This is not the way we wanted to end the week.
Early Friday morning, a San Diego cyclist died of injuries he received after getting doored Wednesday evening.
The incident occurred around 7 pm Wednesday when 30-year old Justin Newman of San Diego was riding west on University Avenue near Kansas Street.
According to the Union-Tribune’s Sign On San Diego website, as he passed a 2008 Dodge sedan parked on the side of the street, the driver opened the door into his path. He hit it and fell into the street, suffering a major closed head injury.
He was pronounced dead at 1:30 am at Scripps Mercy Hospital in San Diego.
For a change, none of the stories I’ve seen indicate whether Newman was wearing helmet, even though this is exactly the sort of relatively slow-speed impact that helmets are designed to protect against.
And despite common perceptions that often blame the cyclist for running into a door, it is almost always the motorist’s fault when a cyclist is doored.
Under section 22517 of the California Vehicle Code, drivers are responsible for ensuring that the street next to them is clear before opening a door. And it’s been that way for nearly 50 years.
22517. No person shall open the door of a vehicle on the side available to moving traffic unless it is reasonably safe to do so and can be done without interfering with the movement of such traffic, nor shall any person leave a door open upon the side of a vehicle available to moving traffic for a period of time longer than necessary to load or unload passengers.
The driver should face criminal charges for Newman’s death under that statute, since there is virtually no way to door a rider without violating it. So it will be interesting to see if San Diego authorities, who aren’t always perceived as being supportive of cyclists, do the right thing.
Or if they say it was just another accident. And let yet another killer careless driver off the hook.
Newman was the 2nd San Diego area cyclist fatally injured in two days this week, and the 12th confirmed traffic-related bike fatality in San Diego County this year. He was also the 55th cycling fatality in Southern California since the start of the year, matching the annual total for the last two years on record.

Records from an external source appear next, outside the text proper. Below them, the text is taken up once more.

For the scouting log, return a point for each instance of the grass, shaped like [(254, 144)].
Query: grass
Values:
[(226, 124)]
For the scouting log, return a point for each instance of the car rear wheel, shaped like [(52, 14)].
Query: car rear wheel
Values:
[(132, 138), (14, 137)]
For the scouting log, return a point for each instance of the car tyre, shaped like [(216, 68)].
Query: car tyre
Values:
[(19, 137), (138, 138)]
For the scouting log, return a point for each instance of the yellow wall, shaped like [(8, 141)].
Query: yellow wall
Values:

Update: Chuck Lowery forwarded an earlier story from the Sign On San Diego site indicating that Newman wasn’t wearing a helmet when he was doored.
And that brings up a common misconception.

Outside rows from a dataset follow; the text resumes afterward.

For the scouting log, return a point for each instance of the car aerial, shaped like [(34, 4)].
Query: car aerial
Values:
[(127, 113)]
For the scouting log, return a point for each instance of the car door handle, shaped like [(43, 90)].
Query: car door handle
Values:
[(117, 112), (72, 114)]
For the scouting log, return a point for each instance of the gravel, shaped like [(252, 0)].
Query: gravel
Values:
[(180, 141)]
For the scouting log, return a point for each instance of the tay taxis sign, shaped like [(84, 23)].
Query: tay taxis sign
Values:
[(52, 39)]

Bike helmets are designed to offer full head protection at impact speeds of up to 12.5 mph, and partial protection up to 20 mph. It’s highly unlikely that Newman’s head hit the pavement at a speed higher than that in a simple dooring; had he been wearing one, there’s a good possibility that he might have survived.

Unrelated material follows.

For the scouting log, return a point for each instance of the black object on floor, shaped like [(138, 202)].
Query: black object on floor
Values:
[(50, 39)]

Where helmets offer little or no protection are the kind of high speed collisions most people wear them for. If you’re hit by a car or truck traveling at speed, a helmet may offer some protection, but it’s not a magic talisman that will miraculously protect you from injury.
Personally, I use something else for that.
And a helmet will do absolutely nothing to protect against injury to other parts of the body.
So by all means, wear your helmet; I never ride without mine. But know their limitations. Because the best way to survive a dooring, or any other collision, is to avoid having one.
My deepest sympathy to the family and friends of Justin Newman.